Flush buffered errors after each file is processed #1294

gvanrossum · 2016-03-16T17:56:41Z

Currently we only flush errors at the very end of a run. It might be nicer if we flushed errors after each file is fully processed (i.e. once the type checking pass has finished). We buffer errors so we can sort them and de-dupe them, but there shouldn't be any new errors for a file once it's been processed.

rawrgulmuffins · 2016-06-03T18:01:50Z

I'm going to try to take on this bug. I'll update my progress once I've figured out what I think is a good solution and then I'll come back with a reference to my PR once it's ready.

rawrgulmuffins · 2016-06-03T19:45:26Z

wasn't sure if this was about unit tests or the error reporting at first. So I asked @gmprice for some help on this issue.

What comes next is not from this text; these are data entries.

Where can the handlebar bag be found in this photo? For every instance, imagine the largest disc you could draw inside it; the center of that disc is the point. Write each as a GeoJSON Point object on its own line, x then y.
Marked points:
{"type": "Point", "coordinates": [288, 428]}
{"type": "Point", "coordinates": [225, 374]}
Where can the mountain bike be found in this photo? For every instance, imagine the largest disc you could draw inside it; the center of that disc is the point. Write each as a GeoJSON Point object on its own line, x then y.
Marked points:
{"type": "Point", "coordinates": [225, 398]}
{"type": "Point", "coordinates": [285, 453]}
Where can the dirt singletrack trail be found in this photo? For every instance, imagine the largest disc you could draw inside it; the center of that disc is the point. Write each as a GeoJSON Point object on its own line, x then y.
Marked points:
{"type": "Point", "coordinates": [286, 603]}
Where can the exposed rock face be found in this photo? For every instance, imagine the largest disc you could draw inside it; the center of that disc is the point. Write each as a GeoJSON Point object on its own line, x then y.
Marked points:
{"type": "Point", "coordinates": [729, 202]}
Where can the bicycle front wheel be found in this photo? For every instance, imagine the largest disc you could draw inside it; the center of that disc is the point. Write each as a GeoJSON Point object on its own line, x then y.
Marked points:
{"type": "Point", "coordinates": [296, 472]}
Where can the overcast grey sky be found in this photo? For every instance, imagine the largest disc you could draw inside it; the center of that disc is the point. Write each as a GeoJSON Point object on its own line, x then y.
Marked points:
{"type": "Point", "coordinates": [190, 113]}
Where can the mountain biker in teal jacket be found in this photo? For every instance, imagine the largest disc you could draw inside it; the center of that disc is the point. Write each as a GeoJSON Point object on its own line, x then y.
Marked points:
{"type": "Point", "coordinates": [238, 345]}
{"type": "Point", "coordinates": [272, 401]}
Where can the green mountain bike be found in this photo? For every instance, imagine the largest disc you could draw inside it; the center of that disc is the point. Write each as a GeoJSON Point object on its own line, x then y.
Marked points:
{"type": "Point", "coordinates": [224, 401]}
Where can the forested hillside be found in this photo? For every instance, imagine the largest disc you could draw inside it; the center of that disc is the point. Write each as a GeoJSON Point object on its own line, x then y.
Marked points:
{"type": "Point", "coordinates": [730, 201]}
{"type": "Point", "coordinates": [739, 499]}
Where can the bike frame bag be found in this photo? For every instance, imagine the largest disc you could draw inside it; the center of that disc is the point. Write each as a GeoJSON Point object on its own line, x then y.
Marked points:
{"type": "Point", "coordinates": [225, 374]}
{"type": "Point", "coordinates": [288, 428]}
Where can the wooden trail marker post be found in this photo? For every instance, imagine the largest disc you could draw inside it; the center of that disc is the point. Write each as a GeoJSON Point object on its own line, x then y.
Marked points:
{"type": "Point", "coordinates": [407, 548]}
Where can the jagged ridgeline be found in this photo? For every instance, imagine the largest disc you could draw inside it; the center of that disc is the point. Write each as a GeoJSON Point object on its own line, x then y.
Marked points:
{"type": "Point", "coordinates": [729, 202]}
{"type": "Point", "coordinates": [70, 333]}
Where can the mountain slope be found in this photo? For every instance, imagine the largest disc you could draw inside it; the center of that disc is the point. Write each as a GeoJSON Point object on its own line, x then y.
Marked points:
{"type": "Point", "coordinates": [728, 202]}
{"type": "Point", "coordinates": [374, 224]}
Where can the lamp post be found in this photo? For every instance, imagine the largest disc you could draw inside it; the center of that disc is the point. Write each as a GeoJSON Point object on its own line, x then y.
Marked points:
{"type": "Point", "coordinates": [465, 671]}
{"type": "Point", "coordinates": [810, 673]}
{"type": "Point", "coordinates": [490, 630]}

So it looks like since there's now this concept of strongly connected components there's not this concept of processing one file at a time. So instead of trying to write errors after the end of a file we print after the end of a strongly connected component.

Changes I intend to make

I'm going to change main.py such that when it calls build.build it has an output_callback function. This function will be called in build.py in process_graph which is used to process strongly connected components.

At the end of processing strongly connected components there shouldn't be any new errors. As such we should be able to output all of the error messages in a deduped manner.

Test Plan

I need to ensure that if I have the scenario of File A imports File B then we will have the result of

"Start of File B Processing"
"File B output"
"Start of File A Processing"
"File A output"

In order to achieve this I'm going to mock the call to process_graph (which is called by dispatch which is in turn called by build.build such that it prints the file it's processing as it's first action. Then I'll test to make sure we get error ouptut from File B in the manner we expect, the start of File A, then File A's output.

Refactor

It's also been requested that since I'm changing main.py that I also rename the one letter variables (a, e, f) and remove the type_check_only function since it only has one line that calls build.build.

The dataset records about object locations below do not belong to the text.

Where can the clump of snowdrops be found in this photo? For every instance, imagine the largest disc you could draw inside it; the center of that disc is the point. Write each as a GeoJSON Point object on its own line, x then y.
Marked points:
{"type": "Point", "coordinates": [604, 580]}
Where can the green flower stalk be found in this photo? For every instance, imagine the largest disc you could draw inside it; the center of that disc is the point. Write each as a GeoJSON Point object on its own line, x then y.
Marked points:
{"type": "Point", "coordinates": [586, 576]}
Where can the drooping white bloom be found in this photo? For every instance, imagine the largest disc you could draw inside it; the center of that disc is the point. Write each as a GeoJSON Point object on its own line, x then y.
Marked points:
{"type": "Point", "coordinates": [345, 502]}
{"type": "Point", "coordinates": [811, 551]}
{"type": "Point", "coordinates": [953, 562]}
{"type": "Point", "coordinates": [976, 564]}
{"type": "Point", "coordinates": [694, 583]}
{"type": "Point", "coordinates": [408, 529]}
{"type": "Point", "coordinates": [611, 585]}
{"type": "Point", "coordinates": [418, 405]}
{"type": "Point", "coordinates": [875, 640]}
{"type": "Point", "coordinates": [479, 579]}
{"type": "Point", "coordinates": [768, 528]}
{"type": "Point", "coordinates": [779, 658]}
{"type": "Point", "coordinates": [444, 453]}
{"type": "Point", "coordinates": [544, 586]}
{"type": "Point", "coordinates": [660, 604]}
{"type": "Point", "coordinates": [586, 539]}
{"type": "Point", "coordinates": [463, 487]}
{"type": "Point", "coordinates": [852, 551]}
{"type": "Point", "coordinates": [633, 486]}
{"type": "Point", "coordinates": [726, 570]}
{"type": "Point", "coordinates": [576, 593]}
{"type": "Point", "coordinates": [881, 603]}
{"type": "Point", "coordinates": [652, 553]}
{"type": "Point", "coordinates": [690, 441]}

gvanrossum · 2016-06-03T19:57:13Z

Note: there are many passes. You can only flush after the final pass is done with an SCC. There should be an easy place where to do that.

…

--Guido (mobile)

rawrgulmuffins · 2016-06-03T20:16:06Z

@gvanrossum Cool, thank you. I'll look for what line is the end of an SCC. I'm working going to work on the unit test after lunch.

gvanrossum · 2016-06-03T20:25:47Z

The right place should be at the very end of process_graph(), inside the for-loop, right after it's called either process_fresh_scc() or process_stale_scc(). One more concern I have (which @JukkaL can probably alleviate) is whether there are cases where we have A imports B (so B is processed before A) but somehow during the processing of A another error about B is reported.

rawrgulmuffins · 2016-06-04T00:35:33Z

So I've been struggling with this problem all day. So there's this problem where the callback way of doing things kind of breaks the way that unit tests are being done.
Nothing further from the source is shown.